San sospira di sollievo quando torna in possesso delle sue braccia.

“Adesso Sammy, sopportami per un momento” lo avvisa di nuovo, prima di abbassare l'elastico dei suoi pantaloni e bucarlo con l'ago di una siringa.

Sam sussulta e vorrebbe chiedere a suo fratello quand'è che ha perso il privilegio di avere un antipiretico per bocca, ma è esausto e non pensa di riuscire a mettere insieme più di due parole.

Dean estrae l'ago e preme il cotone sulla parte lesa.

“È più efficace” chiarisce in risposta alla sua domanda inespressa. “E più veloce.”

Lascia andare l'elastico dei pantaloni, che tornano al loro posto, e lo afferra per le spalle.

La storta porzione di stanza si raddrizza, quando suo fratello lo guida in posizione seduta.

“Adesso ce ne andiamo” dichiara sicuro di sé.

Sam non ha il coraggio di dirgli che non riesce a stare in piedi.

“Sono solo pochi passi” lo rassicura Dean. “Fuori dalla porta c'è una lettiga e potrai sdraiarti.”

Sam vorrebbe obbedire e fare la parte del bravo fratello, per una volta, ma Lucifero seduto accanto a lui sghignazza.

“Sei un peso per lui” cantilena.

E Sam sente il suo autocontrollo detonare con un boato, i singhiozzi che seguono gli incendiano la gola, non riesce a respirare. Si copre il volto con le braccia e chiude le ginocchia al petto.

Dean, che lo ha visto fissare il vuoto e sgranare gli occhi, capisce in un istante.

“No. No Sammy” lo prega. “Qualsiasi cosa ti abbia detto, sta mentendo.” e con le braccia circonda di lui tutto ciò che può.
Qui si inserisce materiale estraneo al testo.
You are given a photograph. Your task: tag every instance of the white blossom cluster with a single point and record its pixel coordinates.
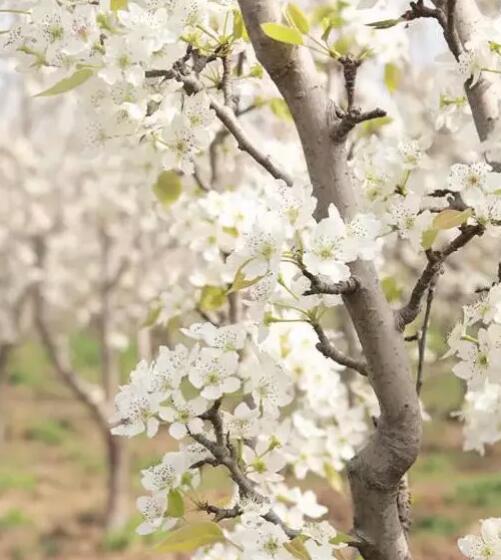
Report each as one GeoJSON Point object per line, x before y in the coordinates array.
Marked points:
{"type": "Point", "coordinates": [476, 343]}
{"type": "Point", "coordinates": [485, 546]}
{"type": "Point", "coordinates": [253, 394]}
{"type": "Point", "coordinates": [107, 52]}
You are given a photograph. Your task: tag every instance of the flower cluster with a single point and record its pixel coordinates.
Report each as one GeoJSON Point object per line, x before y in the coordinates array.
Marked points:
{"type": "Point", "coordinates": [485, 546]}
{"type": "Point", "coordinates": [225, 400]}
{"type": "Point", "coordinates": [107, 50]}
{"type": "Point", "coordinates": [476, 342]}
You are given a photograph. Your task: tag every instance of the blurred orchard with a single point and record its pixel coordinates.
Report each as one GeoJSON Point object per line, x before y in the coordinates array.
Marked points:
{"type": "Point", "coordinates": [250, 280]}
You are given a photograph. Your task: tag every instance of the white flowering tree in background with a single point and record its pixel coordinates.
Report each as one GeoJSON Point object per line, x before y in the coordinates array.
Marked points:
{"type": "Point", "coordinates": [395, 110]}
{"type": "Point", "coordinates": [77, 242]}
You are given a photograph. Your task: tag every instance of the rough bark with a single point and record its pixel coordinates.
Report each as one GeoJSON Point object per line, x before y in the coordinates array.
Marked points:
{"type": "Point", "coordinates": [117, 505]}
{"type": "Point", "coordinates": [376, 471]}
{"type": "Point", "coordinates": [482, 97]}
{"type": "Point", "coordinates": [97, 399]}
{"type": "Point", "coordinates": [5, 350]}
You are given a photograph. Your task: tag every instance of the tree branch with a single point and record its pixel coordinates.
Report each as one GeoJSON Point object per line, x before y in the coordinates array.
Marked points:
{"type": "Point", "coordinates": [91, 395]}
{"type": "Point", "coordinates": [330, 351]}
{"type": "Point", "coordinates": [411, 310]}
{"type": "Point", "coordinates": [376, 471]}
{"type": "Point", "coordinates": [224, 454]}
{"type": "Point", "coordinates": [229, 119]}
{"type": "Point", "coordinates": [423, 335]}
{"type": "Point", "coordinates": [459, 19]}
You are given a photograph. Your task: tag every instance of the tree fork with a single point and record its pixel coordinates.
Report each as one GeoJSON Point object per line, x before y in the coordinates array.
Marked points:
{"type": "Point", "coordinates": [376, 471]}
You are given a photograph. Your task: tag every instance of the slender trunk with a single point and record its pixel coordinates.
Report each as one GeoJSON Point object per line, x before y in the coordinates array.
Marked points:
{"type": "Point", "coordinates": [116, 448]}
{"type": "Point", "coordinates": [5, 350]}
{"type": "Point", "coordinates": [117, 505]}
{"type": "Point", "coordinates": [93, 396]}
{"type": "Point", "coordinates": [376, 471]}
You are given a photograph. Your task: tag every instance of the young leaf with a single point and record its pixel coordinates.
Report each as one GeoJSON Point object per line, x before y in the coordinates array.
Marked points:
{"type": "Point", "coordinates": [391, 289]}
{"type": "Point", "coordinates": [176, 504]}
{"type": "Point", "coordinates": [116, 5]}
{"type": "Point", "coordinates": [212, 298]}
{"type": "Point", "coordinates": [428, 238]}
{"type": "Point", "coordinates": [384, 23]}
{"type": "Point", "coordinates": [297, 549]}
{"type": "Point", "coordinates": [152, 317]}
{"type": "Point", "coordinates": [391, 77]}
{"type": "Point", "coordinates": [298, 18]}
{"type": "Point", "coordinates": [67, 84]}
{"type": "Point", "coordinates": [282, 33]}
{"type": "Point", "coordinates": [333, 477]}
{"type": "Point", "coordinates": [241, 283]}
{"type": "Point", "coordinates": [191, 537]}
{"type": "Point", "coordinates": [238, 25]}
{"type": "Point", "coordinates": [341, 538]}
{"type": "Point", "coordinates": [449, 218]}
{"type": "Point", "coordinates": [168, 187]}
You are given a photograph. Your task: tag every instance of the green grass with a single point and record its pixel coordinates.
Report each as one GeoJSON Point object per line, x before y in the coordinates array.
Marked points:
{"type": "Point", "coordinates": [432, 465]}
{"type": "Point", "coordinates": [29, 366]}
{"type": "Point", "coordinates": [12, 519]}
{"type": "Point", "coordinates": [482, 491]}
{"type": "Point", "coordinates": [118, 541]}
{"type": "Point", "coordinates": [437, 525]}
{"type": "Point", "coordinates": [49, 431]}
{"type": "Point", "coordinates": [442, 393]}
{"type": "Point", "coordinates": [16, 479]}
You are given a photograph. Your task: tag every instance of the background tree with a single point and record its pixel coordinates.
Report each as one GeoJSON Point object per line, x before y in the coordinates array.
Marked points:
{"type": "Point", "coordinates": [157, 81]}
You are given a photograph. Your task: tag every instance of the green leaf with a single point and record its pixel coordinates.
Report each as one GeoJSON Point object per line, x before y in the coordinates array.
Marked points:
{"type": "Point", "coordinates": [152, 317]}
{"type": "Point", "coordinates": [241, 283]}
{"type": "Point", "coordinates": [392, 76]}
{"type": "Point", "coordinates": [176, 504]}
{"type": "Point", "coordinates": [384, 23]}
{"type": "Point", "coordinates": [297, 549]}
{"type": "Point", "coordinates": [341, 538]}
{"type": "Point", "coordinates": [298, 18]}
{"type": "Point", "coordinates": [257, 71]}
{"type": "Point", "coordinates": [212, 298]}
{"type": "Point", "coordinates": [67, 84]}
{"type": "Point", "coordinates": [191, 537]}
{"type": "Point", "coordinates": [282, 33]}
{"type": "Point", "coordinates": [333, 477]}
{"type": "Point", "coordinates": [168, 187]}
{"type": "Point", "coordinates": [428, 238]}
{"type": "Point", "coordinates": [371, 127]}
{"type": "Point", "coordinates": [238, 25]}
{"type": "Point", "coordinates": [391, 289]}
{"type": "Point", "coordinates": [116, 5]}
{"type": "Point", "coordinates": [450, 218]}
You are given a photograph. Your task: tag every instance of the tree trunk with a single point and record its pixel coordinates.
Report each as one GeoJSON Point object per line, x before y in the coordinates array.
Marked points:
{"type": "Point", "coordinates": [376, 471]}
{"type": "Point", "coordinates": [117, 505]}
{"type": "Point", "coordinates": [5, 350]}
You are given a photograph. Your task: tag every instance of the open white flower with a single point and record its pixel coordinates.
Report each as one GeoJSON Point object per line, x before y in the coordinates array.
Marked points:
{"type": "Point", "coordinates": [183, 415]}
{"type": "Point", "coordinates": [487, 546]}
{"type": "Point", "coordinates": [214, 373]}
{"type": "Point", "coordinates": [330, 248]}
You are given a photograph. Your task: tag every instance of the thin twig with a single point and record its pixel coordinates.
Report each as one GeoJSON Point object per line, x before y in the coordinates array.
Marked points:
{"type": "Point", "coordinates": [326, 347]}
{"type": "Point", "coordinates": [424, 332]}
{"type": "Point", "coordinates": [411, 310]}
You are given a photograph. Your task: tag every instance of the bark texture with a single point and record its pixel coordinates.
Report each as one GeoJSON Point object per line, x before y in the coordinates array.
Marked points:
{"type": "Point", "coordinates": [5, 350]}
{"type": "Point", "coordinates": [481, 97]}
{"type": "Point", "coordinates": [375, 473]}
{"type": "Point", "coordinates": [97, 399]}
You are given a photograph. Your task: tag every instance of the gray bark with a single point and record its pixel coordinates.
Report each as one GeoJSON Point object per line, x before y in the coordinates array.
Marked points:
{"type": "Point", "coordinates": [117, 504]}
{"type": "Point", "coordinates": [376, 471]}
{"type": "Point", "coordinates": [481, 97]}
{"type": "Point", "coordinates": [97, 399]}
{"type": "Point", "coordinates": [5, 350]}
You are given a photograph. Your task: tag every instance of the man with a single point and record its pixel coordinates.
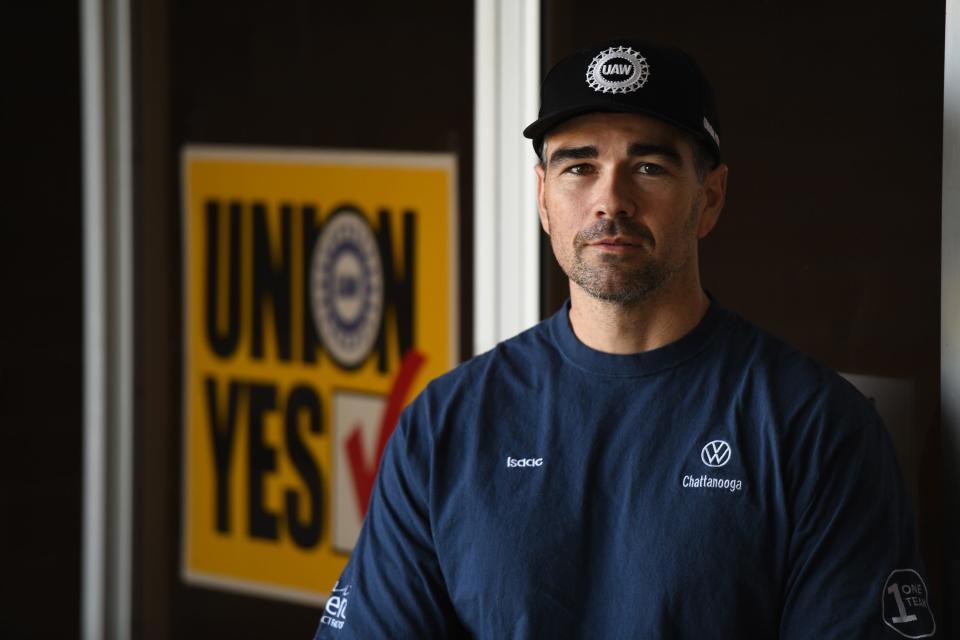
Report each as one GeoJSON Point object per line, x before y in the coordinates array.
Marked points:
{"type": "Point", "coordinates": [644, 464]}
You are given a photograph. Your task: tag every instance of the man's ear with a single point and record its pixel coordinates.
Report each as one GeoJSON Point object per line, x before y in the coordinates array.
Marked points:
{"type": "Point", "coordinates": [714, 196]}
{"type": "Point", "coordinates": [541, 203]}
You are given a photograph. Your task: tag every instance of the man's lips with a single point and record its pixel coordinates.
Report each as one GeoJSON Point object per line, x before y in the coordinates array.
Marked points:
{"type": "Point", "coordinates": [617, 244]}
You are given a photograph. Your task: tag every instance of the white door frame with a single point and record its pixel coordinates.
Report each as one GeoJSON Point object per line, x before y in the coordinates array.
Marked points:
{"type": "Point", "coordinates": [506, 227]}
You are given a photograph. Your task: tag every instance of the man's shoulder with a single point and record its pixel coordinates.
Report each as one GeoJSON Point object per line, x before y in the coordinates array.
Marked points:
{"type": "Point", "coordinates": [776, 369]}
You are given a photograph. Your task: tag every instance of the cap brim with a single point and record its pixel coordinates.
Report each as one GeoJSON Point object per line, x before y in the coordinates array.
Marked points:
{"type": "Point", "coordinates": [538, 129]}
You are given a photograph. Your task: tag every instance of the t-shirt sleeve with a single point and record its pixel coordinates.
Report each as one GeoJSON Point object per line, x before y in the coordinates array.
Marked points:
{"type": "Point", "coordinates": [855, 570]}
{"type": "Point", "coordinates": [392, 587]}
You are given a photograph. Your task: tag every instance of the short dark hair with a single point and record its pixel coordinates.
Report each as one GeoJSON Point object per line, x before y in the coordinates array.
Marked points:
{"type": "Point", "coordinates": [704, 161]}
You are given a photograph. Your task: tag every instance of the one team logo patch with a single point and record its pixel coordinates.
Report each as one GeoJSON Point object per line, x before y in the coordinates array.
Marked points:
{"type": "Point", "coordinates": [617, 70]}
{"type": "Point", "coordinates": [906, 605]}
{"type": "Point", "coordinates": [346, 286]}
“Non è reale” continua, con il mento sulla sua testa e le mani che lo stringono contro di sé. “Fidati di me.”

Lo lascia piangere, però. Anche se non hanno tempo.

Lascia che si avvinghi a lui, le mani chiuse a pugno sui suoi vestiti e il volto premuto contro il suo petto.

Lascia che tremi di paura e di rabbia, e per la febbre, prima di cancellare i brividi dalle sue braccia con il palmo delle mani.

Gli va bene che inzuppi di saliva e lacrime il camice che ha rubato, e non tenta di zittire i suoi no, soffocati contro un cuore che sobbalza di rimando ad ogni grido.

Non tenta neanche di aiutarlo a rimettersi in piedi, aspetta che sia lui a provarci.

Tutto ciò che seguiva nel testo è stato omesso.